Sunday, August 23, 2009

First Edition: Chain Maille Tricks and Tips

Sultry summer greetings to all on this steamy Sunday afternoon! It's HOT! But I don't really mind. It's better than winter - I don't have to shovel sunshine! And it gives me the perfect excuse to sit somewhere quiet and cool and shady, and work on some chain maille creations. Not that I ever really need an excuse!

Anyway, that brings me to the first installment of my new column: Chain Maille Tricks and Tips. Here I will introduce some of the more basic elements of creating chain maille, and show some of the little things I've learned along the way that have helped me with my chain maille designs.

*N.B. If you're not planning to make your own chain maille, the column might still be of interest to you, as it will give you some insight into how the jewelry is made :)

Let's get started.

First things first: safety is a MUST! Do whatever it is that will make you the most comfortable while you work. This kind of close work is perfect for giving you a bad case of eye strain, neck cramps, and repetitive stress injuries. Do wear some kind of glasses if you need them - often times, the metal is very reflective and the tiny rings can be hard to see. A pair of drugstore type reading glasses or a magnifying glass will help a lot with this. If your eyes are perfectly adjusted to this type of work without the help of glasses, do take frequent breaks to give them a rest. Ditto for neck cramps, shoulder cramps, and repetitive stress injuries such as carpal tunnel syndrome. I know you will be excited to finish just a little more, and a little more while you work. I strongly urge you to put it down now and then, and take a break. Stretch your fingers, back and arms. Rest your eyes a bit. Take a walk. Have a snack. Watch Oprah. Whatever! TAKE A BREAK! 'Nuff said.

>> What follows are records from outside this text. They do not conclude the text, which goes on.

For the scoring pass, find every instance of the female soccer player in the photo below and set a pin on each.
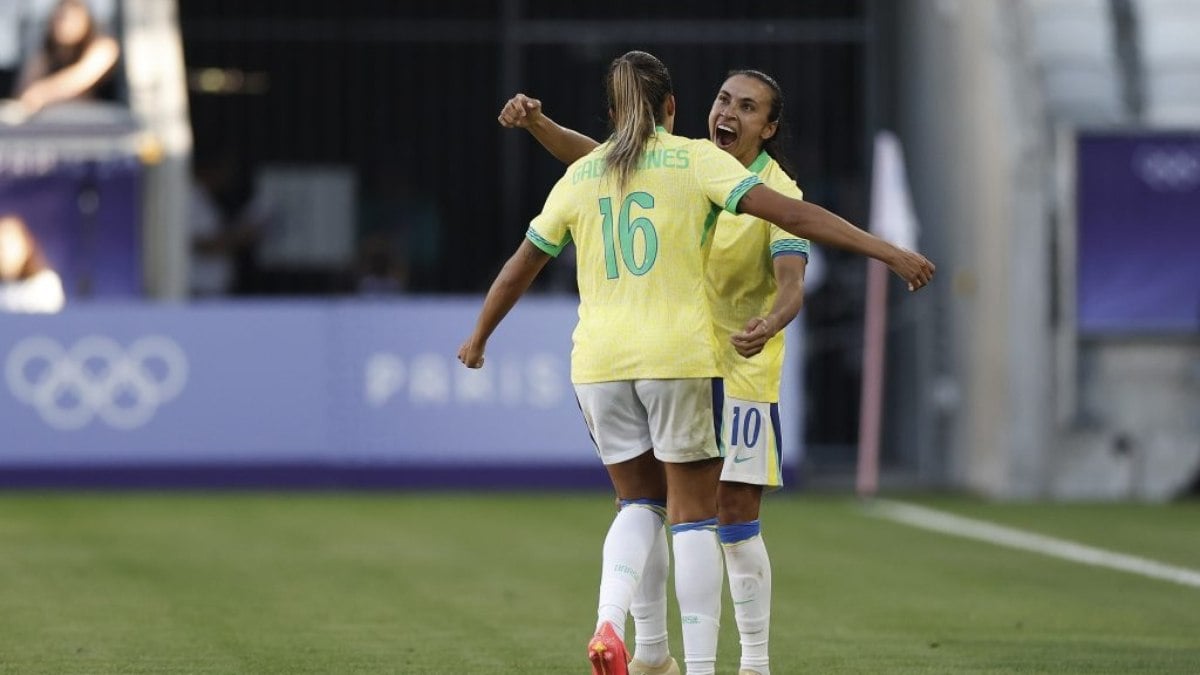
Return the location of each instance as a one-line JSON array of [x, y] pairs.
[[645, 363], [756, 281]]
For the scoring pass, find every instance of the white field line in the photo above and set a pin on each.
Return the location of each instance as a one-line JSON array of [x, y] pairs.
[[949, 524]]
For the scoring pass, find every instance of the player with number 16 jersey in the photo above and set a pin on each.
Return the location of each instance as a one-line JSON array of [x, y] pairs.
[[642, 252]]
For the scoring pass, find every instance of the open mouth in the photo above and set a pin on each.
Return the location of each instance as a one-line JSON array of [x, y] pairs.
[[724, 136]]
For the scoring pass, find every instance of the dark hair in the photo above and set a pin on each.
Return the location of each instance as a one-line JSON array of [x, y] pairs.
[[771, 145], [35, 262], [639, 85], [59, 57]]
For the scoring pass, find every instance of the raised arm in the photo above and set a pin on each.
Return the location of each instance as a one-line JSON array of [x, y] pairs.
[[567, 144], [513, 281], [813, 222]]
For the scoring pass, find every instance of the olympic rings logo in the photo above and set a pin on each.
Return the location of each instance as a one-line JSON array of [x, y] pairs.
[[96, 377], [1169, 168]]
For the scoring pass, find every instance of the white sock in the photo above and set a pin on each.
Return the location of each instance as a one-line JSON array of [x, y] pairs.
[[649, 608], [749, 568], [699, 575], [629, 542]]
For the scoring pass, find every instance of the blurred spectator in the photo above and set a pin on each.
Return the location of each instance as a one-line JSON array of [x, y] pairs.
[[227, 222], [75, 61], [381, 270], [27, 281]]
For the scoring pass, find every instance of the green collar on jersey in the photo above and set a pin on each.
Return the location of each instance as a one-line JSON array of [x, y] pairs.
[[760, 162]]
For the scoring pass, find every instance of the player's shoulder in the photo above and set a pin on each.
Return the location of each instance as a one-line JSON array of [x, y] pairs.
[[775, 178]]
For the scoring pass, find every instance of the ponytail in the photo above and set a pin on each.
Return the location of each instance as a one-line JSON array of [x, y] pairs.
[[639, 87]]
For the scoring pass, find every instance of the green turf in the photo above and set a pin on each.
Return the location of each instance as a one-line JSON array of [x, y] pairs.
[[448, 584]]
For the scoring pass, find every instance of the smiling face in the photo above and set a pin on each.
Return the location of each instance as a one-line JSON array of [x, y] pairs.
[[739, 121]]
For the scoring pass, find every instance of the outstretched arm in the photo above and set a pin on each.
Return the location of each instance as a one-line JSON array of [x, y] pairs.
[[813, 222], [789, 300], [567, 144], [513, 281]]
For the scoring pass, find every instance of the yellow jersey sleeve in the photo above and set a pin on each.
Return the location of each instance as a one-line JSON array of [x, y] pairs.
[[781, 242], [723, 179], [551, 230]]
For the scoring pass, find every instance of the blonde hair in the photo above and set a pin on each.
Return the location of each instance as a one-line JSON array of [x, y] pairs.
[[639, 85]]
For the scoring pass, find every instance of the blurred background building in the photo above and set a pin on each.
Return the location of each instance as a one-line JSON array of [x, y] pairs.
[[258, 151]]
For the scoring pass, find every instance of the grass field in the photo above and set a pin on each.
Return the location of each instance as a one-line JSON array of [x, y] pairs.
[[445, 584]]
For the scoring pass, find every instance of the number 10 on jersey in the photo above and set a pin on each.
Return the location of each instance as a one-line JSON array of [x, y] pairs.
[[627, 233]]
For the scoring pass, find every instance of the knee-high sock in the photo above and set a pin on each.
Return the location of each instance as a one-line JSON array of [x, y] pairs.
[[749, 568], [699, 575], [649, 608], [629, 542]]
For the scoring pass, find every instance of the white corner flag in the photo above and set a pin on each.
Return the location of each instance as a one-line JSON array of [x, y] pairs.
[[893, 220]]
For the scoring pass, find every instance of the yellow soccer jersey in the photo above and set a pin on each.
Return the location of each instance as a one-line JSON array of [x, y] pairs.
[[742, 286], [641, 254]]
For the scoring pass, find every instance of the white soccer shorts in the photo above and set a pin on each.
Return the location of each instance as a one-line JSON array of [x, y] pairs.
[[673, 417]]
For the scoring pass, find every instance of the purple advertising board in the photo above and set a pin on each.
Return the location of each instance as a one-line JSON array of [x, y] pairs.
[[1139, 233], [87, 216], [299, 394]]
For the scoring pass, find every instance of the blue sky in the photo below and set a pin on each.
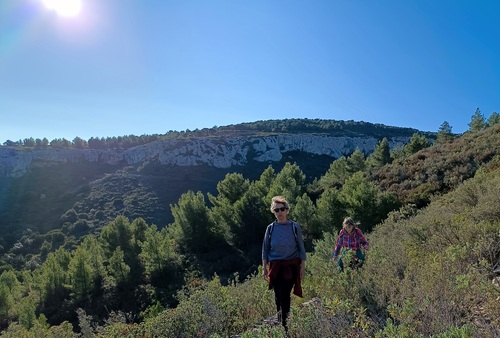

Chain maille is made up of lots and lots of metal rings that are woven together in a particular pattern or weave. It's a lot like knitting in that regard. Once you know how the weaves go together, the pattern usually becomes self-evident, and you are on your way to creating your own designs. The metals used can be anything from gold to aluminum, and everything in between. That part is up to you.

In the photo below, you will see two copper rings attached to a twist tie from a bread bag. This is a great way to begin a chain. The twist tie gives you a little handle to hold on to while you are beginning the weave. It would be very difficult to hold on to those two tiny rings, and start weaving your chain without the twist tie handle. I suppose you could if you were very dexterous, but why make things more difficult than they have to be?

In the photo above, you can see how having a little twist tie handle to hold on to can make a big difference. If you look at the size of the rings compared to the size of my fingers, you should be able to see that the rings would be very hard to hold on to without the handle, at least at the beginning of the chain. As the length of the chain progresses, this becomes less of an issue.

One last thing before I finish this up for today: it's a good idea to set out all of your materials before you start to work. It is very frustrating to get everything in the perfect postition to weave the next set of rings, only to discover that you have to put it all down so that you can open more rings, find your pliers, locate your glasses, or crawl around on the floor to find that ring that just flew out of your hands before the puppy eats it. As you can see from the photos, I usually lay down a cloth or pad on my work surface before I start working. That way, the rings don't have as much of a tendency to roll around or slide off the surface of the table while I am working. Also, I usually open up all or most of the rings I will need for the particular project I am working on before I start. That way, I don't have to stop in the middle of working to open more rings.

See below:
Okay, I guess that's all for today. I'm going to get a big glass of icy cold lemonade, and relax in the shade for a while. Cheers!